이 때 모델의 embedding layer인 wte를 model.set_input_embeddings(d_wte) 를 이용해 바꿔주면 된다.

새로 정의한 s_wte는 forward() 함수 내에서 input_ids[:prompt_length]는 무시하고, 새로 생성한 embedding matrix를 soft prompt로 넘겨준다.

그리고 원래 input인 input_ids[prompt_length:]는 원래의 embedding matrix를 이용해 embedding을 얻는다.

이렇게 얻은 soft prompt와 embedding을 concat해서 self-attention layer로 넘겨주면 된다.

Input에 prompt가 추가된 만큼 lebel의 앞부분에 -100을 추가해준다.

추가해주지 않으면 label의 길이는 원래 input_length와 동일하지만 output은 prompt 길이만큼 추가되어 shape이 맞지 않는다.

-100은 torch에서 CrossEntropy를 계산할 때 ignore_index로 기본 세팅되어 있어서 output의 앞부분에 나온 값들을 label과 비교하지 않고 무시할 수 있다.

두번째 방법은 Prefix-Tuning: Optimizing Continuous Prompts for Generation 이란 논문에 사용됐다.

소스 링크: https://github.com/XiangLi1999/PrefixTuning (코드가 좀 더럽다...)

모든 레이어의 activation에 prompt를 추가한다는 내용은 논문의 4.1, 7.2에 나와 있다.

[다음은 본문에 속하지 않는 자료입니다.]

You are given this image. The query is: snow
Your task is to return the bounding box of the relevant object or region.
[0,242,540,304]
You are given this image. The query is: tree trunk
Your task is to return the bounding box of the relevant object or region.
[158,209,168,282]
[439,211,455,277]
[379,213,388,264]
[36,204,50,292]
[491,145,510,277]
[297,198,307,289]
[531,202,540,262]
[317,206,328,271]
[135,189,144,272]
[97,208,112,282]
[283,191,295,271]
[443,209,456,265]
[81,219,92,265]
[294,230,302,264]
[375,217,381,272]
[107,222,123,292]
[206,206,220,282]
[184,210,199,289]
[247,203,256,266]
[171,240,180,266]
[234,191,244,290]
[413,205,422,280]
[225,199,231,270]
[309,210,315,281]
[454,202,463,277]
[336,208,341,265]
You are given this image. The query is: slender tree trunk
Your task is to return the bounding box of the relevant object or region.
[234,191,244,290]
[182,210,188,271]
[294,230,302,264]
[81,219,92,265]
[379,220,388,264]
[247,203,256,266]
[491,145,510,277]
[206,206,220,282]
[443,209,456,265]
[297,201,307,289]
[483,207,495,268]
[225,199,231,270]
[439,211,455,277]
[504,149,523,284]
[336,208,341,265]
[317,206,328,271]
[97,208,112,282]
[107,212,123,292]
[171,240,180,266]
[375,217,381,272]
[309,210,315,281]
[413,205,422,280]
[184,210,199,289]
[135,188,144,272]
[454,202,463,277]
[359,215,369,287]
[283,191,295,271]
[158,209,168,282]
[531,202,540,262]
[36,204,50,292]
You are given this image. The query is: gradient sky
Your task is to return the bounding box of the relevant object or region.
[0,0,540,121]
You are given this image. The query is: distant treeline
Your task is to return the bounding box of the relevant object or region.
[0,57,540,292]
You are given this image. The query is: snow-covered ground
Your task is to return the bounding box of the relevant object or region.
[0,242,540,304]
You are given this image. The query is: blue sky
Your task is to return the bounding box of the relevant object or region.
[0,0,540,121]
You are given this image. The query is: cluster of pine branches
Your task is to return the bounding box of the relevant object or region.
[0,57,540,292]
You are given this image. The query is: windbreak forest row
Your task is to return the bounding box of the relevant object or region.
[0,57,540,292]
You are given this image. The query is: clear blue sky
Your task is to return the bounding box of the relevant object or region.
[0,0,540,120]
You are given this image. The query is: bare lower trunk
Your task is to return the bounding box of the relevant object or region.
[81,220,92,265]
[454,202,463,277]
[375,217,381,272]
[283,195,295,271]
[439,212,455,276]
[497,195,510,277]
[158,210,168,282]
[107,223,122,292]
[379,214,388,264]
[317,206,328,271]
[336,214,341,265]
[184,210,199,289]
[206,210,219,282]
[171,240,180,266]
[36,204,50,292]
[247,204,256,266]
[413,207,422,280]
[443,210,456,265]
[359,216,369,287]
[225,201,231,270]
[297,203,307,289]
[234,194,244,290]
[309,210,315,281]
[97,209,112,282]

이 방법을 구현할 때 huggingface의 transformer library에 past_key_value 변수를 넣어주면 된다.

이 때 past_key_value는 (n_layers, batch_size, n_head, seq_length, embed_dim) shape인 tensor가 2개 들어있는 tuple을 갖는다.

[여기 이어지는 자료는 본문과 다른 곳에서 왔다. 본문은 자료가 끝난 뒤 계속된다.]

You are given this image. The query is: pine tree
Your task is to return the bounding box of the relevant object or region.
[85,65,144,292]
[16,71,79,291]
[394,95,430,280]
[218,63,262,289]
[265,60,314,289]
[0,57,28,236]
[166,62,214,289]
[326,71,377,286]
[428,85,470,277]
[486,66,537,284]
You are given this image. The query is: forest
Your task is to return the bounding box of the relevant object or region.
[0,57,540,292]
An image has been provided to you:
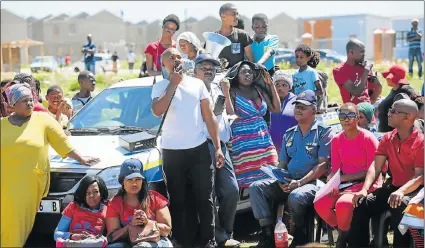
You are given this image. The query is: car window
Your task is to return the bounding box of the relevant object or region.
[69,87,160,128]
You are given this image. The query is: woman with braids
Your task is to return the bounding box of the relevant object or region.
[307,51,328,113]
[106,159,172,248]
[292,44,323,97]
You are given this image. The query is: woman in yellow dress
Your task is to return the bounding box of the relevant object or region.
[0,84,99,247]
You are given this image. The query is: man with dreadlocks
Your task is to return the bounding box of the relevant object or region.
[12,73,47,112]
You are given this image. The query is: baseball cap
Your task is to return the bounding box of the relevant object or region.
[195,53,220,66]
[292,90,317,105]
[382,65,409,84]
[118,158,145,184]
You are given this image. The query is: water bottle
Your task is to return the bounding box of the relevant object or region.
[274,218,288,248]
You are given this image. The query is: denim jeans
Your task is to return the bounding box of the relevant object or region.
[208,142,239,244]
[249,179,320,227]
[84,62,96,74]
[409,47,422,77]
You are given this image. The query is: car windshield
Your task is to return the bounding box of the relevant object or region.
[69,86,161,129]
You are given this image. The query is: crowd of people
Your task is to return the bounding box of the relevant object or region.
[0,4,424,248]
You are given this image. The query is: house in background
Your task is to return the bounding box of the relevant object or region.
[391,16,425,59]
[302,14,391,59]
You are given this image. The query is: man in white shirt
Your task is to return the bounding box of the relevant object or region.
[195,53,240,247]
[151,48,224,247]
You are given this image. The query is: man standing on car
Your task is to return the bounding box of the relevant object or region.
[407,19,423,78]
[195,53,240,247]
[251,14,279,77]
[71,71,96,113]
[216,3,254,68]
[249,90,333,247]
[333,39,382,104]
[81,34,96,74]
[151,48,224,247]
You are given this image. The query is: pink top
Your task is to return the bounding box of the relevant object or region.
[331,129,382,191]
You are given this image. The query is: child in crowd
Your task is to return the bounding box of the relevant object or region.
[46,85,72,129]
[292,44,323,97]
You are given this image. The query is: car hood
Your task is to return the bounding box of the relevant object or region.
[49,135,162,181]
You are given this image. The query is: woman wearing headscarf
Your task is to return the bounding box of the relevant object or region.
[270,71,297,154]
[177,32,202,70]
[0,84,98,247]
[222,61,280,188]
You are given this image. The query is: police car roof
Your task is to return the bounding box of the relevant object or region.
[109,76,162,89]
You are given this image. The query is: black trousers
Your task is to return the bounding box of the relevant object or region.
[348,184,422,247]
[162,142,215,247]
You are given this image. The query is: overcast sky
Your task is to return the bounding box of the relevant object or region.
[1,1,424,22]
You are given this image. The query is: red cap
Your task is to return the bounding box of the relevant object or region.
[382,65,409,84]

이렇게 전달된 past_key_value는 각 layer별로 나눠져서

에서 attention을 계산할 때 input과 concat되어 계산된다.

이 때 output은 (batch_size, input_length(prompt 길이 무시), dimension) 을 갖는다.

Self-attention layer의 key, value에 추가된 prompt의 길이가 무시된 이유는 attention을 계산할 때 Query는 prefix가 붙지 않은 형태로 넘겨져서 output의 shape이 맞춰지기 때문이다.

A = Q * K^t -> (input_len , prompt_len + input_len)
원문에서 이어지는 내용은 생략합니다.